Abstract

Objective: The Attention Network Test (ANT) assesses attention in terms of discrepancies between response times to items that differ in the burden they place on some facet of attention. However, simple arithmetic difference scores commonly used to capture these discrepancies fail to provide adequate control for information processing speed, leading to distorted findings when patient and control groups differ markedly in the speed with which they process and respond to stimulus information. This study examined attention networks in patients with multiple sclerosis (MS) using simple difference scores, proportional scores, and residualized scores that control for processing speed through statistical regression. Method: Patients with relapsing-remitting (N = 20) or secondary progressive (N = 20) MS and healthy controls (N = 40) of similar age, education, and gender completed the ANT. Results: Substantial differences between patients and controls were found on all measures of processing speed.

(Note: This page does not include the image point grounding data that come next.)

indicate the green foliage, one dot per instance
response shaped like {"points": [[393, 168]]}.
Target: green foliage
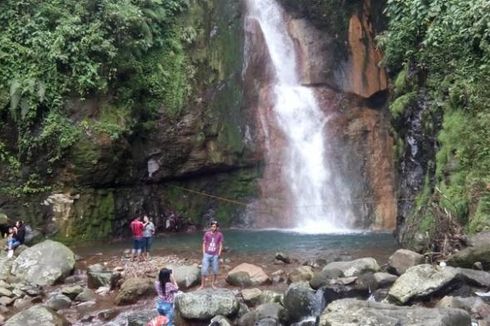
{"points": [[54, 50], [398, 106], [448, 45]]}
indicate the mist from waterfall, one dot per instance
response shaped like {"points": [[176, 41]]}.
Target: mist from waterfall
{"points": [[321, 201]]}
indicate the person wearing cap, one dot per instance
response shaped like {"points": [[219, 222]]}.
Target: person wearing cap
{"points": [[166, 288], [212, 245]]}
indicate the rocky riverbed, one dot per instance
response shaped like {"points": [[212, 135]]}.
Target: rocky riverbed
{"points": [[39, 286]]}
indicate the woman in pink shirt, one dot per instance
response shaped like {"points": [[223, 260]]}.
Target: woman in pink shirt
{"points": [[166, 288]]}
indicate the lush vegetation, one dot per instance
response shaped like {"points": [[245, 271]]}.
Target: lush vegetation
{"points": [[54, 52], [438, 52]]}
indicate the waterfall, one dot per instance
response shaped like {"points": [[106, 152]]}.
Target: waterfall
{"points": [[320, 201]]}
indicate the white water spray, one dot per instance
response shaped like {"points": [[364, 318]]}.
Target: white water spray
{"points": [[321, 201]]}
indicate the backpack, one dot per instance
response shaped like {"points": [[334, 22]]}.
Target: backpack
{"points": [[158, 321]]}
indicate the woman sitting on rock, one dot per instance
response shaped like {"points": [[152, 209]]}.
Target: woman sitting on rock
{"points": [[166, 288]]}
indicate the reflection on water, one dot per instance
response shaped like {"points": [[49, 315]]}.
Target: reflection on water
{"points": [[255, 244]]}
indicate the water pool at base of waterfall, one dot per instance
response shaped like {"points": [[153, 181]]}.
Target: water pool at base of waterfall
{"points": [[260, 246]]}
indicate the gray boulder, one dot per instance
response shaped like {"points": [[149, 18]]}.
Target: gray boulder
{"points": [[478, 252], [403, 259], [44, 263], [206, 303], [300, 274], [187, 276], [37, 316], [420, 281], [324, 277], [354, 312], [354, 267], [58, 302], [133, 289], [473, 277], [255, 274], [98, 275], [220, 321], [141, 318], [301, 301]]}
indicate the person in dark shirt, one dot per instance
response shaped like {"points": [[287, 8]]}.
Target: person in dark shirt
{"points": [[19, 234]]}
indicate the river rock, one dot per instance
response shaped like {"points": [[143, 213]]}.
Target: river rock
{"points": [[354, 312], [72, 291], [300, 274], [473, 305], [403, 259], [206, 303], [220, 321], [269, 311], [473, 277], [187, 276], [5, 266], [39, 316], [141, 318], [301, 301], [85, 296], [268, 296], [324, 277], [283, 257], [133, 289], [98, 275], [58, 302], [420, 281], [374, 281], [251, 296], [354, 267], [5, 292], [44, 263], [256, 275], [478, 252]]}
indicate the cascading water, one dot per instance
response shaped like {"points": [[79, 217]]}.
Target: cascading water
{"points": [[320, 201]]}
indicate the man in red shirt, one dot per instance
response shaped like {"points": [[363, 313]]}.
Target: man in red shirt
{"points": [[137, 231], [212, 245]]}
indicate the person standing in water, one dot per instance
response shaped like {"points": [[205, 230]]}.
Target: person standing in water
{"points": [[166, 287], [148, 232], [212, 245], [136, 227]]}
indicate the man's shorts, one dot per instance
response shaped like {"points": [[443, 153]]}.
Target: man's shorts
{"points": [[146, 244], [137, 243], [210, 261]]}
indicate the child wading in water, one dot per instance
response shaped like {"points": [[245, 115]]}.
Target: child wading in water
{"points": [[166, 288]]}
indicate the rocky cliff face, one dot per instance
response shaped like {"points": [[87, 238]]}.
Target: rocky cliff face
{"points": [[340, 62], [168, 165]]}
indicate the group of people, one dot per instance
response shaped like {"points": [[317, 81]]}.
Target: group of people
{"points": [[15, 237], [143, 231], [166, 286]]}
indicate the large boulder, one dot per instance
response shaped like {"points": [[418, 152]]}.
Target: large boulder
{"points": [[301, 301], [133, 289], [420, 281], [254, 274], [98, 275], [403, 259], [44, 263], [207, 303], [478, 252], [300, 274], [353, 268], [354, 312], [37, 316], [473, 277]]}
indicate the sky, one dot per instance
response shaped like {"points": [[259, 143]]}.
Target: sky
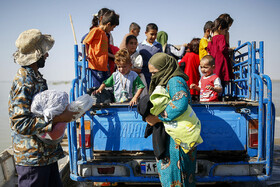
{"points": [[254, 20]]}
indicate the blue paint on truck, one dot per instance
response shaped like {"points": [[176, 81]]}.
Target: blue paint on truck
{"points": [[107, 144]]}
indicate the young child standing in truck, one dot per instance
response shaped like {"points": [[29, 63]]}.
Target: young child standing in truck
{"points": [[127, 84], [136, 60], [218, 48], [148, 48], [134, 30], [205, 39], [97, 47], [210, 84]]}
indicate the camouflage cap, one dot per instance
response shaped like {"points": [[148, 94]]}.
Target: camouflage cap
{"points": [[32, 45]]}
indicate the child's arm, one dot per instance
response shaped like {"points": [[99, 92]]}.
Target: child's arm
{"points": [[215, 89], [195, 87], [99, 90], [135, 97]]}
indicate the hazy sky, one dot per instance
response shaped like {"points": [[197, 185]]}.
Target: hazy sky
{"points": [[254, 20]]}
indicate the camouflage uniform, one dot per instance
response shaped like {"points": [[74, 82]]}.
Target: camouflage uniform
{"points": [[28, 149]]}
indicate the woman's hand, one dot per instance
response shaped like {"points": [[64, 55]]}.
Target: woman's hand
{"points": [[133, 101], [152, 120], [66, 116]]}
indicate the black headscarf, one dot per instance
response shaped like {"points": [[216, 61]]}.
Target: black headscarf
{"points": [[168, 67]]}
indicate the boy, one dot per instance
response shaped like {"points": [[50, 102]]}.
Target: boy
{"points": [[210, 84], [97, 47], [134, 29], [125, 81], [148, 48], [204, 41]]}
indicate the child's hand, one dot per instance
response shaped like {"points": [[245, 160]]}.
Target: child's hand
{"points": [[193, 86], [96, 92], [133, 101], [209, 87]]}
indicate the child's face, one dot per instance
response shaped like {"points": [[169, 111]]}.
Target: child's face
{"points": [[124, 68], [135, 32], [132, 45], [206, 68], [109, 27], [151, 35]]}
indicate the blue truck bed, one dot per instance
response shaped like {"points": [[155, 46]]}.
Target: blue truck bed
{"points": [[108, 143]]}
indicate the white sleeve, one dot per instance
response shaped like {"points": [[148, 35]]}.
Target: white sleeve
{"points": [[217, 82], [177, 52], [138, 62]]}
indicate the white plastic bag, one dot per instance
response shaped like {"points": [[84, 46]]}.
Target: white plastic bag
{"points": [[81, 105], [49, 103]]}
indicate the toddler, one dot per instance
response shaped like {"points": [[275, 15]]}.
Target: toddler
{"points": [[127, 84], [148, 48], [204, 41], [170, 49], [210, 84], [134, 29], [218, 48], [97, 47], [136, 60], [191, 61]]}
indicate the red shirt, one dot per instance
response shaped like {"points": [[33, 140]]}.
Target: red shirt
{"points": [[219, 50], [191, 69], [205, 94]]}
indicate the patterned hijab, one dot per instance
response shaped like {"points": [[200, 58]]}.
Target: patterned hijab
{"points": [[162, 37], [168, 68]]}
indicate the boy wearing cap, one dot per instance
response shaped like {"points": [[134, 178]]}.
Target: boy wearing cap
{"points": [[36, 162]]}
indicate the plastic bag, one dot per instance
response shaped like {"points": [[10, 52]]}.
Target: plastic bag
{"points": [[49, 104], [81, 105]]}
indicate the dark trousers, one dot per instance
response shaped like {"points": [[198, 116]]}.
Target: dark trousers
{"points": [[41, 176]]}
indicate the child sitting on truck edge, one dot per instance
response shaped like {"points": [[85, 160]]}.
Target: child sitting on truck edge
{"points": [[210, 84], [97, 47], [127, 84]]}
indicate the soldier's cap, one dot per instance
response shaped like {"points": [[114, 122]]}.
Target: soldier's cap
{"points": [[32, 45]]}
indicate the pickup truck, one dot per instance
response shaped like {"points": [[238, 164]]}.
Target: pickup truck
{"points": [[107, 144]]}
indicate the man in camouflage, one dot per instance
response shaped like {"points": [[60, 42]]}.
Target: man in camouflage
{"points": [[36, 162]]}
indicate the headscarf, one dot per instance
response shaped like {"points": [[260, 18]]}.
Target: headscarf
{"points": [[162, 38], [168, 68]]}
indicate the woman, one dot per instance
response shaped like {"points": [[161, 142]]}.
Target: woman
{"points": [[177, 167]]}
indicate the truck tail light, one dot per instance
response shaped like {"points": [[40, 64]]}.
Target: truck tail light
{"points": [[253, 133], [107, 170], [87, 135]]}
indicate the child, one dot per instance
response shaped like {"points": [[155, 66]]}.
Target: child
{"points": [[218, 48], [191, 61], [124, 81], [170, 49], [134, 29], [229, 21], [96, 20], [136, 60], [204, 41], [148, 48], [97, 47], [210, 84]]}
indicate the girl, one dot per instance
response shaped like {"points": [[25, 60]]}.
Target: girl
{"points": [[148, 48], [176, 168], [136, 60], [218, 48], [191, 61]]}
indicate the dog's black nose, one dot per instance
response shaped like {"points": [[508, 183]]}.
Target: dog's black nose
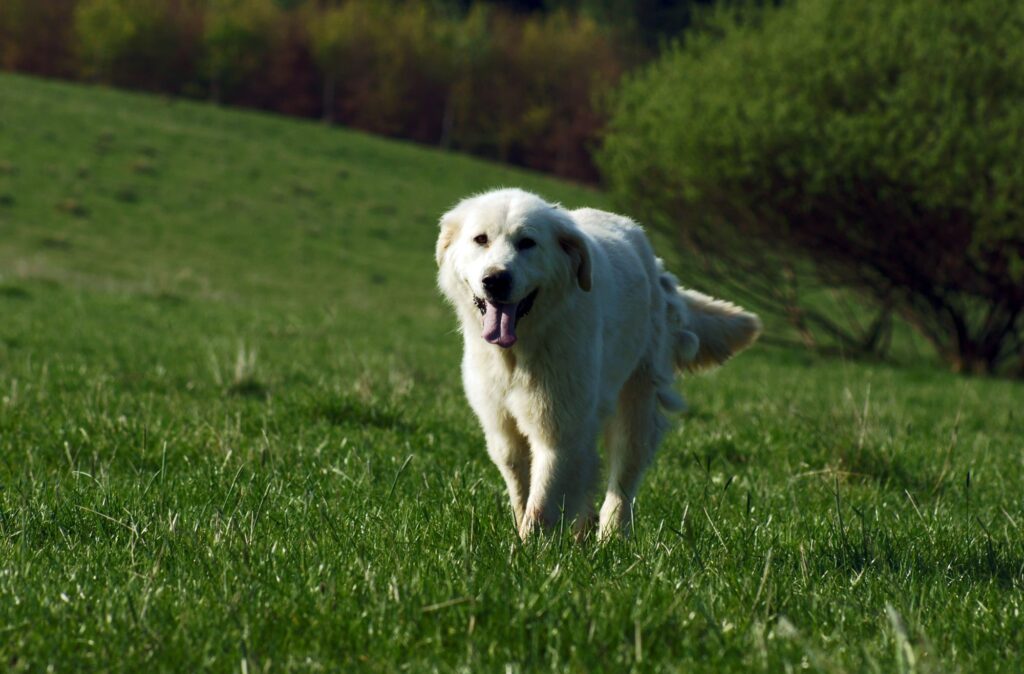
{"points": [[498, 286]]}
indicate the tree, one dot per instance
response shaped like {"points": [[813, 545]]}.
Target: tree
{"points": [[139, 43], [238, 39], [876, 143]]}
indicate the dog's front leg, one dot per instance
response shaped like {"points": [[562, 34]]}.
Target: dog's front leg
{"points": [[562, 470], [510, 452]]}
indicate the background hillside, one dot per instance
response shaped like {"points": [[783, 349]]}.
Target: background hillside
{"points": [[232, 436]]}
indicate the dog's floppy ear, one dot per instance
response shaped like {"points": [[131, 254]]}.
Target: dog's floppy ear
{"points": [[714, 331], [451, 224]]}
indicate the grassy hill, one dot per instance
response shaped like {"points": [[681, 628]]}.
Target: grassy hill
{"points": [[232, 437]]}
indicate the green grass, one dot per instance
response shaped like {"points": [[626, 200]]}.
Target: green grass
{"points": [[232, 437]]}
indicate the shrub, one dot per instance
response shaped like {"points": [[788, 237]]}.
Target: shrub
{"points": [[877, 143]]}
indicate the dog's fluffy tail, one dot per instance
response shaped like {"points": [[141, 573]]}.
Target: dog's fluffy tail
{"points": [[706, 332]]}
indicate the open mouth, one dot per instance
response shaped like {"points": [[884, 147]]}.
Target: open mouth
{"points": [[500, 320]]}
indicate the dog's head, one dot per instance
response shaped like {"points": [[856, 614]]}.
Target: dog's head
{"points": [[500, 252]]}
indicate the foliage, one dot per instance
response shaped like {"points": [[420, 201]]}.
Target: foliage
{"points": [[879, 140], [232, 437], [38, 37], [239, 40], [138, 43]]}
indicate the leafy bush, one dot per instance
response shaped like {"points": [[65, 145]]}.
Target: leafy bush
{"points": [[877, 143]]}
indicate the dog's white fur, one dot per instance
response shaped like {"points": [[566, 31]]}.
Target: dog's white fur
{"points": [[597, 351]]}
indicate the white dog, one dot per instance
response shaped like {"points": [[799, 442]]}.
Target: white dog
{"points": [[583, 330]]}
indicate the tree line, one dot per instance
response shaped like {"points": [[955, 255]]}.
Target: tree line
{"points": [[513, 81]]}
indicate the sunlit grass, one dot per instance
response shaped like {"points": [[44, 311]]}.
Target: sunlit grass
{"points": [[232, 436]]}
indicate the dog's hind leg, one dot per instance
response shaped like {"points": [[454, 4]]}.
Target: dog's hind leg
{"points": [[510, 452], [631, 437]]}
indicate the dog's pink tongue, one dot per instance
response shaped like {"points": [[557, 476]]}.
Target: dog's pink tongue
{"points": [[499, 324]]}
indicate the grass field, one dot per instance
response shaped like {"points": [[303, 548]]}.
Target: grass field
{"points": [[232, 437]]}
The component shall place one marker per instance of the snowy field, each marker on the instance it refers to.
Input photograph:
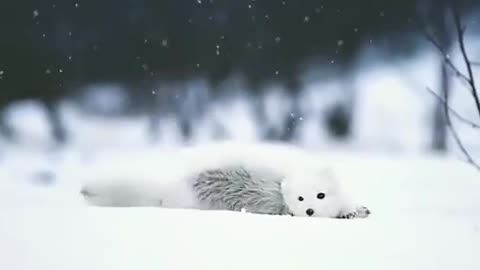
(426, 215)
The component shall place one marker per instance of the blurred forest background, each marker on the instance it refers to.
(191, 70)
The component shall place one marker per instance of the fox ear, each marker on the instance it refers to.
(283, 186)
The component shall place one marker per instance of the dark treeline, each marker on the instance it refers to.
(50, 48)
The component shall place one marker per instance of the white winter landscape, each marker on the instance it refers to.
(425, 207)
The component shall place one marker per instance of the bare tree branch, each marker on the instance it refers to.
(461, 40)
(446, 58)
(455, 135)
(452, 111)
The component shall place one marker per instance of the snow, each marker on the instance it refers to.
(426, 211)
(425, 215)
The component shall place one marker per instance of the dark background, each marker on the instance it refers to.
(51, 50)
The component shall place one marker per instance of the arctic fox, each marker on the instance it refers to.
(258, 178)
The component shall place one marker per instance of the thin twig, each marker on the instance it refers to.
(446, 58)
(452, 111)
(461, 35)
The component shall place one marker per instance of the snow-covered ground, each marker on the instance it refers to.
(426, 215)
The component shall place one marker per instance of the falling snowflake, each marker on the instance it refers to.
(165, 42)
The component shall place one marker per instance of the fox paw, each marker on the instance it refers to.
(358, 212)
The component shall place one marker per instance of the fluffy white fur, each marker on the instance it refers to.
(162, 179)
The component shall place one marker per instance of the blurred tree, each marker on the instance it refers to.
(49, 48)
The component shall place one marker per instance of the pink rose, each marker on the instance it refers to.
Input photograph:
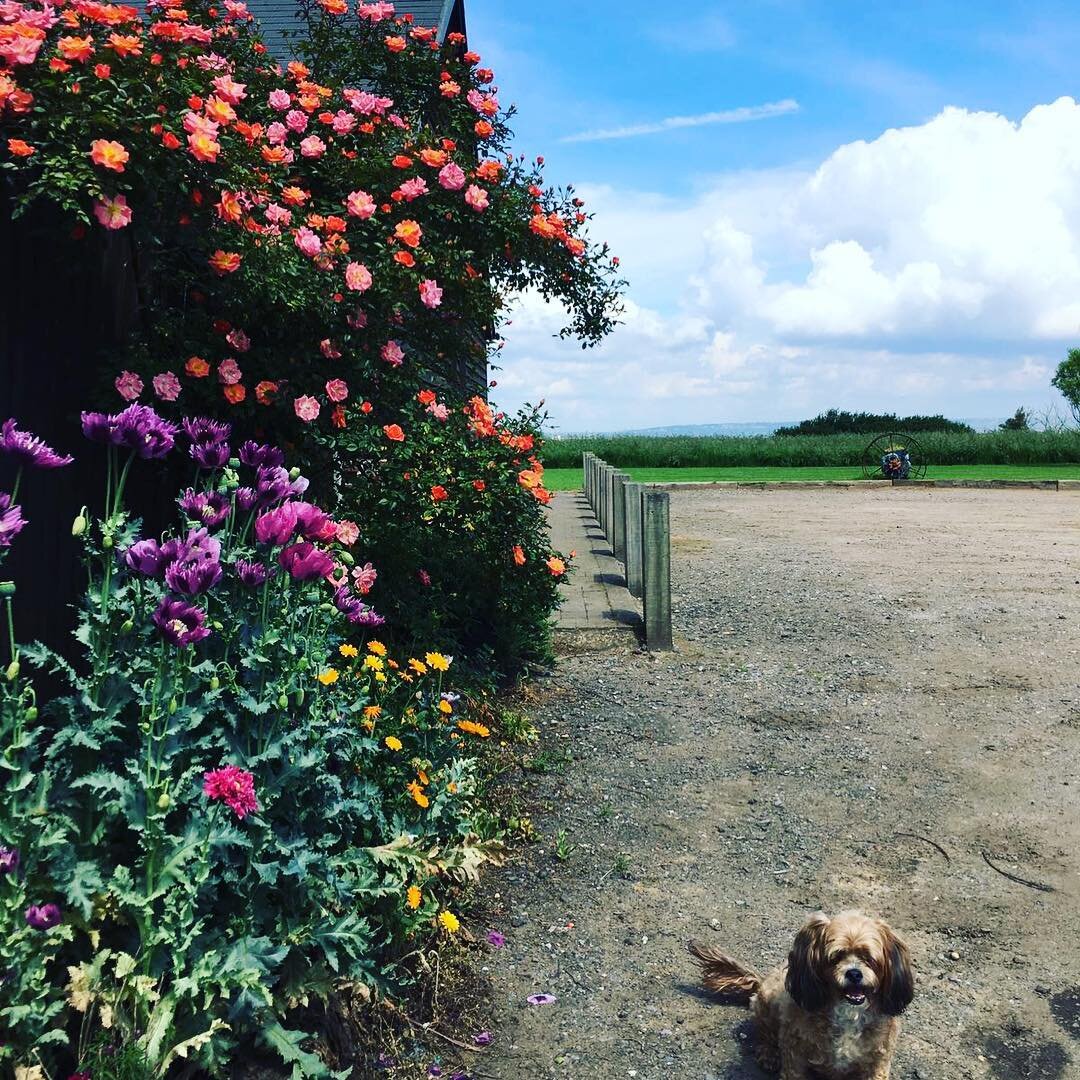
(358, 277)
(451, 177)
(228, 373)
(166, 386)
(360, 204)
(430, 293)
(476, 198)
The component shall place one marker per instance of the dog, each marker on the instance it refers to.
(832, 1011)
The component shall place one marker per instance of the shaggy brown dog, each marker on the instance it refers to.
(831, 1011)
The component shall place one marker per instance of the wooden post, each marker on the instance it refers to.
(619, 516)
(657, 599)
(632, 495)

Patients exhibited difficulties in the executive control network, but only when difference scores were considered. When deficits in information processing speed were adequately controlled using proportional or residualized score, deficits in the alerting network emerged. The effect sizes for these deficits were notably smaller than those for overall information processing speed and were also limited to patients with secondary progressive MS. Conclusions: Deficits in processing speed are more prominent in MS than those involving attention, and when the former are properly accounted for, differences in the latter are confined to the alerting network.